Andreas Futter zeigt Bronzen: mit Witz und Augenzwinkern. Wolkenschieber, Boten und Narren, antike Gottheiten und mythische Gestalten und nicht zuletzt ein kleiner König und seine Gefolgschaft sind in Mariaberg zu sehen. Die kleinen Figuren verhalten sich gern widerborstig. Sie zwingen den Betrachter zum genauen Betrachten. Bei Futter wird König gespielt, der Thron besetzt, sich auf den Sockel gestellt und es wird geprotzt, sich in die Höhe aufgeschwungen mit aberwitzigen Konstruktionen, zwar völlig bewegungsuntüchtig, aber mit großen Rädern bestückt. Kopfbedeckungen aller Art und von unglaublichen Ausmaßen sind zu entdecken, Ornament und Prunksucht triumphieren, Funktionalität wird systematisch vermieden.
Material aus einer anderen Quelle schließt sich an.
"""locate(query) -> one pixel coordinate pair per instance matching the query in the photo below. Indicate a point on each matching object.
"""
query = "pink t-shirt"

Ganz nebenbei gelingt es Andreas Futter auch noch die Naturgesetze auszuschalten: Wolkenschiebereien sind an der Tagesordnung, er zeigt Seiltricks, die jeden indischen Magier erblassen lassen, überwindet die Schwerkraft durch Luftballons aus Bronze.

Mehrfach ausgezeichnet

Geboren 1969 in Hechingen, studierte Andreas Futter an der Staatlichen Akademie der Bildenden Künste Stuttgart. Heute lebt und arbeitet er bei Schwäbisch Gmünd. Er erhielt für seine Arbeiten von 2002-2005 das Atelierstipendium des Landes Baden- Württemberg, 2006 den 1. Preis für seinen Beitrag im Skulpturenpark Sonnenwald (Passau) sowie 2015 den Preis der Jury Arte Binningen/Schweiz. Zahlreiche Ausstellungen im In- und Ausland finden sich in seiner Vita.
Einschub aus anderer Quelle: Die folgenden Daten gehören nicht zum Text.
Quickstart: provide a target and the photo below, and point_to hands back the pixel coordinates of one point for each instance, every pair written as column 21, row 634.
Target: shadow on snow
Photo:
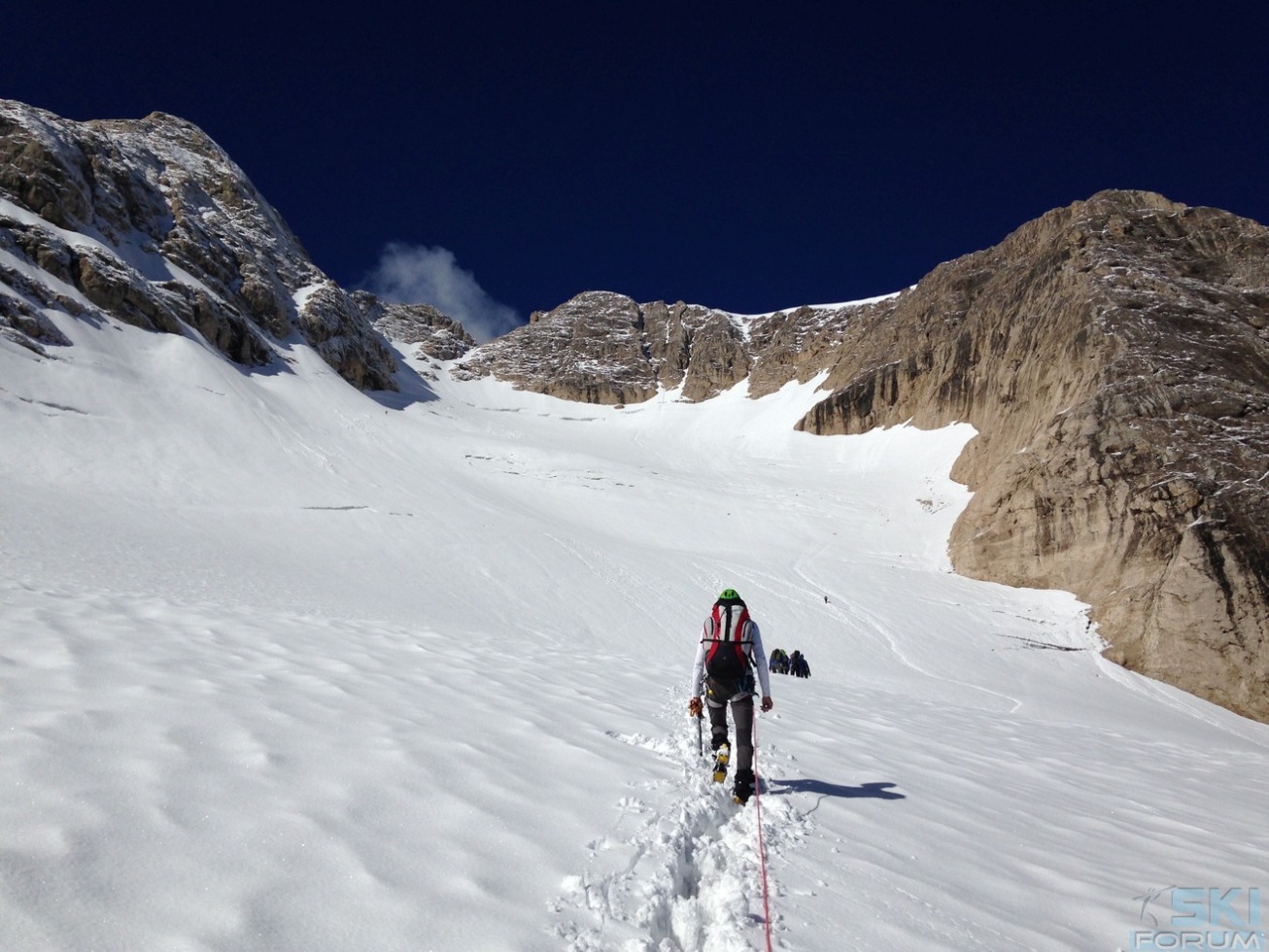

Die Ausstellung im Kloster Mariaberg läuft bis zum 11. Juni. Eine Einführung gibt es bei der Vernissage am Sonntag, 11. März, bei der der Künstler anwesend sein wird. Die Ausstellung ist darüber hinaus immer montags bis donnerstags von 8 bis 17 Uhr sowie freitags von 8 bis 15 Uhr zu besichtigen. Ab Mai sind Kloster und Kirche auch sonntags von 13.30 – 16.30 Uhr für Besucher geöffnet.